他甚至看到,在窗户侧面的墙壁上,同样安装着一个黑色的小型电子面板,屏幕暗着,但那个形状和门上的如出一辙。
窗户也是电子锁控制的。
没有密码,他连打开窗户透气都做不到。
彻底的绝望,这一次没有伴随着激烈的情绪爆发,反而像一盆冰水,从头顶缓缓浇下,渗透进四肢百骸,带来一种深入骨髓的寒冷和麻木。
苏念星松开手,窗帘因为他松开的力道又缓缓滑回原位,重新将窗外那片被禁锢的景色遮盖起来。

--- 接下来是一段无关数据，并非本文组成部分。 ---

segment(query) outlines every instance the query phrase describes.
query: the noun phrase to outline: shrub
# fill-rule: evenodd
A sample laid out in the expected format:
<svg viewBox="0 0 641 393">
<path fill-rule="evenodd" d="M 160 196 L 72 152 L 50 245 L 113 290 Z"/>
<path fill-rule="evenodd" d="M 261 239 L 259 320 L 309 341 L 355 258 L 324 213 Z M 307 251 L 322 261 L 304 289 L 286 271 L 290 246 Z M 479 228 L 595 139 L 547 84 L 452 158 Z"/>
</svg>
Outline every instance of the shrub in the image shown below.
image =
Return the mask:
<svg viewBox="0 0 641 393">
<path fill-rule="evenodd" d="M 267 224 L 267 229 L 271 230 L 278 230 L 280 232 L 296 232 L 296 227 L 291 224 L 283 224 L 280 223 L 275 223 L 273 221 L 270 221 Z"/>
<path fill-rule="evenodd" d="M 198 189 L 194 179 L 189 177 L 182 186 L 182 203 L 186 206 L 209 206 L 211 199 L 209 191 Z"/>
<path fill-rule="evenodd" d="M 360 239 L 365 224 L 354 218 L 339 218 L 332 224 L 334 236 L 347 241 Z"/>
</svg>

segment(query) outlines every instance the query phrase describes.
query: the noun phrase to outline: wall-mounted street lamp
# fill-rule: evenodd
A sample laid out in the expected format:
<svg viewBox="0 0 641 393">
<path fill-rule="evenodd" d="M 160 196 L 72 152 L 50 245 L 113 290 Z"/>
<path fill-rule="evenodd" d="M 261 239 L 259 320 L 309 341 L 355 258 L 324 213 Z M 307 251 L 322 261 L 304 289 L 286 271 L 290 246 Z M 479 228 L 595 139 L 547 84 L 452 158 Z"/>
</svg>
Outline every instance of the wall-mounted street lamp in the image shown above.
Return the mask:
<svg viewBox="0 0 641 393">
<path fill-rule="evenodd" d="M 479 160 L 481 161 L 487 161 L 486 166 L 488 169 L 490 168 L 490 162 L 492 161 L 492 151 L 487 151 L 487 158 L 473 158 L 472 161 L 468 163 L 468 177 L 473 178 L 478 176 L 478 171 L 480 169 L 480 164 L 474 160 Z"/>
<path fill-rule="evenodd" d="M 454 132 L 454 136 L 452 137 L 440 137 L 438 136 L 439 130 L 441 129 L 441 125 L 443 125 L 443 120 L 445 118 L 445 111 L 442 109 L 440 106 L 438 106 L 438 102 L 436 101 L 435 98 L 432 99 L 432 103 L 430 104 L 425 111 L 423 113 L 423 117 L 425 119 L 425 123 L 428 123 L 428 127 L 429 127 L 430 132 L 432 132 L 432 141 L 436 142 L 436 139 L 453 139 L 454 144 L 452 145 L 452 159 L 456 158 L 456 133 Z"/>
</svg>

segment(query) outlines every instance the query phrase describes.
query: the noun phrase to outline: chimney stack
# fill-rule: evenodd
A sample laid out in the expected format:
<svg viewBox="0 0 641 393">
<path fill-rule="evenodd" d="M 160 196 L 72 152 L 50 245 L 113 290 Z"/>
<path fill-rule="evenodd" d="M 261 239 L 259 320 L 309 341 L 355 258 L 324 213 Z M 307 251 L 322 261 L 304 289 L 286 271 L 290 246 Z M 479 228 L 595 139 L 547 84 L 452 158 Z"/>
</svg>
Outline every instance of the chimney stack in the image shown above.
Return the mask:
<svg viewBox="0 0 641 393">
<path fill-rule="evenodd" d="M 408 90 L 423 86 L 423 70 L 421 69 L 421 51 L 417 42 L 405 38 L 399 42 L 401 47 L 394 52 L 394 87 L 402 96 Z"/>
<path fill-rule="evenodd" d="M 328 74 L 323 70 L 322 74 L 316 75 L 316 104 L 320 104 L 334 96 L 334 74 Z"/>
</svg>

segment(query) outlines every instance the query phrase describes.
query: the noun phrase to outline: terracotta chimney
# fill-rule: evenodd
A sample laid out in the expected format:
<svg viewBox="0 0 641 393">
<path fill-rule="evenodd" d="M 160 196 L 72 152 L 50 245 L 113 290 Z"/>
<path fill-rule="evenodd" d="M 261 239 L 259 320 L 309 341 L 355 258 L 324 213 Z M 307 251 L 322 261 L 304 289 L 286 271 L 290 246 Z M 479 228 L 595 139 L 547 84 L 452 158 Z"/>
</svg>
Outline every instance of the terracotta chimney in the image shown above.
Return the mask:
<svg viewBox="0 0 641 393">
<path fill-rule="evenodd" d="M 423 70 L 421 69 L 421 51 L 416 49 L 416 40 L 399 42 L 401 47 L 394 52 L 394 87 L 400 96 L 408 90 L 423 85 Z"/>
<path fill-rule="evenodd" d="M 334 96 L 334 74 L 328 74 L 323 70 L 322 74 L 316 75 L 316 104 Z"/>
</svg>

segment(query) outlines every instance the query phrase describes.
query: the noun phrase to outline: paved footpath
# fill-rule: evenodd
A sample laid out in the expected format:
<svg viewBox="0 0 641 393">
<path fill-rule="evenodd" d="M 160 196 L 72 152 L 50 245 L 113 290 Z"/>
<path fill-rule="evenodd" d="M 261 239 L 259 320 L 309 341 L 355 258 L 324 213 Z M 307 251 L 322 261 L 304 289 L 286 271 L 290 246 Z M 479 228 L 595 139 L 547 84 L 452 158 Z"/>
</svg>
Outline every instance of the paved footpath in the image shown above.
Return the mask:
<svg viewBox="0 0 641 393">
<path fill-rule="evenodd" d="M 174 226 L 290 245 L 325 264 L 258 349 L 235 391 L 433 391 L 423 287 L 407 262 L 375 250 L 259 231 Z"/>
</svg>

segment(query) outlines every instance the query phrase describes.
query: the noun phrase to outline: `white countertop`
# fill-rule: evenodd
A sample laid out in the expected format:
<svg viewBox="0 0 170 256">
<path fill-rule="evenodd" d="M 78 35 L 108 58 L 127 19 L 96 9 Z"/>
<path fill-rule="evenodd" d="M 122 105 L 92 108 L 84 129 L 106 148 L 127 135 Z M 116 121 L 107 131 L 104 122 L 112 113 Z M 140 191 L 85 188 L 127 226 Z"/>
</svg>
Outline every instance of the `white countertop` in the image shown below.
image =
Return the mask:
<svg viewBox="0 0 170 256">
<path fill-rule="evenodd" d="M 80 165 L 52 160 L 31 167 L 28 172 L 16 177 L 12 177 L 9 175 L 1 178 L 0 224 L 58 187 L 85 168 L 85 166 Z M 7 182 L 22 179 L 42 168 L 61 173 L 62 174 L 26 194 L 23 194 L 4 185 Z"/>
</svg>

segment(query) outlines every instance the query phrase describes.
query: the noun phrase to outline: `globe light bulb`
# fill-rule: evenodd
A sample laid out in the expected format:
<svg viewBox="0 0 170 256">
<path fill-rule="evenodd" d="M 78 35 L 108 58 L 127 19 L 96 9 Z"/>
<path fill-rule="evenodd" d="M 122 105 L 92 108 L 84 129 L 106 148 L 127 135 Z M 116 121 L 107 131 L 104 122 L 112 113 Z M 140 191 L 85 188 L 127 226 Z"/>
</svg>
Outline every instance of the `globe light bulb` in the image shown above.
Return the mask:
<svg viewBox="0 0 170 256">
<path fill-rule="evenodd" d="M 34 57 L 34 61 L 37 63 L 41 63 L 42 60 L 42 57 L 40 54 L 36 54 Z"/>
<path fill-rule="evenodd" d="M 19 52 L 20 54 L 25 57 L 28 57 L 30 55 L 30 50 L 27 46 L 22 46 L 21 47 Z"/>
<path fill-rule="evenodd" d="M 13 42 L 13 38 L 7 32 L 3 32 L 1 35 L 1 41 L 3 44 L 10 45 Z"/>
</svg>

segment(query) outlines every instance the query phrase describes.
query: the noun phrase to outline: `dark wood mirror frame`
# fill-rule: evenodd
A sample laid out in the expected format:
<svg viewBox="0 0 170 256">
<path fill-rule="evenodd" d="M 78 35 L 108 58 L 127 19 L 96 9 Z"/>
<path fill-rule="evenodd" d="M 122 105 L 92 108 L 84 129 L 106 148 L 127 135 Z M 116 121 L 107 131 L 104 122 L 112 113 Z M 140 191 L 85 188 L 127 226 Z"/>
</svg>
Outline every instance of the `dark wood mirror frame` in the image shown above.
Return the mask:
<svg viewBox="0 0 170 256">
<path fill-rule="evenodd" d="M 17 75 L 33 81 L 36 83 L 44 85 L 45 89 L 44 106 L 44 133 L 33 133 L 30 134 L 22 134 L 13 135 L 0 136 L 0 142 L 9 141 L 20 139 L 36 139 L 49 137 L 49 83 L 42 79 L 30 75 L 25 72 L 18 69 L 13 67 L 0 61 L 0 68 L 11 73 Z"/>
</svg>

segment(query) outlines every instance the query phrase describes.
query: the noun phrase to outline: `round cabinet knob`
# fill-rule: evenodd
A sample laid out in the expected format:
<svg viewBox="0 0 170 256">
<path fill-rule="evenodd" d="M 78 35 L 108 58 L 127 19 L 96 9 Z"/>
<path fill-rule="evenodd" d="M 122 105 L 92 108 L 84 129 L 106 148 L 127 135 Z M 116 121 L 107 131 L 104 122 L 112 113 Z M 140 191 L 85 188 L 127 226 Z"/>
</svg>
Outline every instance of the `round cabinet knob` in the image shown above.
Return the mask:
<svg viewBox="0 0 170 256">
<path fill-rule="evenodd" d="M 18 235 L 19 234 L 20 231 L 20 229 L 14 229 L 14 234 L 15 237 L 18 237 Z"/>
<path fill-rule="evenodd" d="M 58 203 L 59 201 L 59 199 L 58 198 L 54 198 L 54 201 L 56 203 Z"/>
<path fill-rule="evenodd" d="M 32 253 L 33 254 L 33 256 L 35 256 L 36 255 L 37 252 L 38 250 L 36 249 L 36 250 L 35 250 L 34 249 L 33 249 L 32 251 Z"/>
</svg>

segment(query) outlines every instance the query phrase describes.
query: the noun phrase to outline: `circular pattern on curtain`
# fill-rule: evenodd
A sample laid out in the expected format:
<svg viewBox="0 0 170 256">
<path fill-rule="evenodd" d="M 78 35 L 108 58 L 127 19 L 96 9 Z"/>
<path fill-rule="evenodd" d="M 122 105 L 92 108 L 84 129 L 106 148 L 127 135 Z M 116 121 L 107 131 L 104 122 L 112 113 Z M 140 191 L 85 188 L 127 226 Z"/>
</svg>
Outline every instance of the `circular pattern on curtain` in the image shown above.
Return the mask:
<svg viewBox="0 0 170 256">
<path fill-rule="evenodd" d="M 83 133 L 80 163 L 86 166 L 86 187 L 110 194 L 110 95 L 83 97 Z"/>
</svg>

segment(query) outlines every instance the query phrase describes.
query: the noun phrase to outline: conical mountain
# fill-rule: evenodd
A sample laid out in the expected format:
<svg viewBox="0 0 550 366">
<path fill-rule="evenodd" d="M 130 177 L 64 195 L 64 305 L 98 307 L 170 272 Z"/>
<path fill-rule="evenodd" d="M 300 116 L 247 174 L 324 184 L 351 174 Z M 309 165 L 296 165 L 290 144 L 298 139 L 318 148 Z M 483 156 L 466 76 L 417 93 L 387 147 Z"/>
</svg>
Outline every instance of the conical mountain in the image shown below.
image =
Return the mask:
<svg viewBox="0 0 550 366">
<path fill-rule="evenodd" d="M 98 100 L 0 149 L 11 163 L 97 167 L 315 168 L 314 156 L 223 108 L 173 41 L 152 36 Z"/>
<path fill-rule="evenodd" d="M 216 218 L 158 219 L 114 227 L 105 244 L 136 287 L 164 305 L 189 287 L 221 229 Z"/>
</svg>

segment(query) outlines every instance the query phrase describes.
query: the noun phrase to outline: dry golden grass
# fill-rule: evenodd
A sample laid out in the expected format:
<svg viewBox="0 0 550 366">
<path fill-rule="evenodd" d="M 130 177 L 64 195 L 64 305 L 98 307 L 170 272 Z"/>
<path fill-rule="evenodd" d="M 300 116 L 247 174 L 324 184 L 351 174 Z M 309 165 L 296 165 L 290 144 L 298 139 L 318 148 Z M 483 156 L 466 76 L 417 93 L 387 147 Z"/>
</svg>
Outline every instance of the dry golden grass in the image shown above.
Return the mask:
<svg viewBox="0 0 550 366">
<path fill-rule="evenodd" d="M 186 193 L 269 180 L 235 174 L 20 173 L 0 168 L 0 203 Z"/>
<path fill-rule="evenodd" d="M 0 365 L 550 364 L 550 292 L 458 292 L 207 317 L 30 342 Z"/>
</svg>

他走回床边,没有躺下,而是蜷缩在床角,抱住膝盖,将脸埋了进去。
手腕上,那圈被金属环磨出的粉色印记还在隐隐发热。
身体深处,那些被暴力对待过的记忆并没有因为换了环境而消失。
而未来……他不敢去想。
一周的囚禁结束了,却迎来了没有期限的“同居”
。
陆沉要的到底是什么?仅仅是报复吗?还是某种更扭曲的、他无法理解的掌控欲?
走廊上传来极轻的脚步声,停在门外。
苏念星的身体瞬间绷紧,连呼吸都屏住了。
门外安静了几秒。
然后,他听到电子面板发出“滴”
的一声轻响,是密码输入成功的声音。
但门并没有被推开。
又过了几秒,脚步声再次响起,渐渐远去,消失在走廊尽头。
陆沉只是来确认他有没有试图逃跑,或者做傻事。
苏念星慢慢松开紧握的拳头,掌心已经被指甲掐出几个月牙形的红痕。
他躺下来,拉过被子盖过头顶,将自己完全裹进黑暗里。
被子里有陆沉的味道。
这个认知让他胃部又是一阵抽搐。
他不知道这一夜是怎么熬过去的。
意识在混沌的恐惧、疲惫和冰冷的绝望中浮沉,睡意浅薄得像一层冰,随时会碎裂,将他拖入混乱的梦境碎片。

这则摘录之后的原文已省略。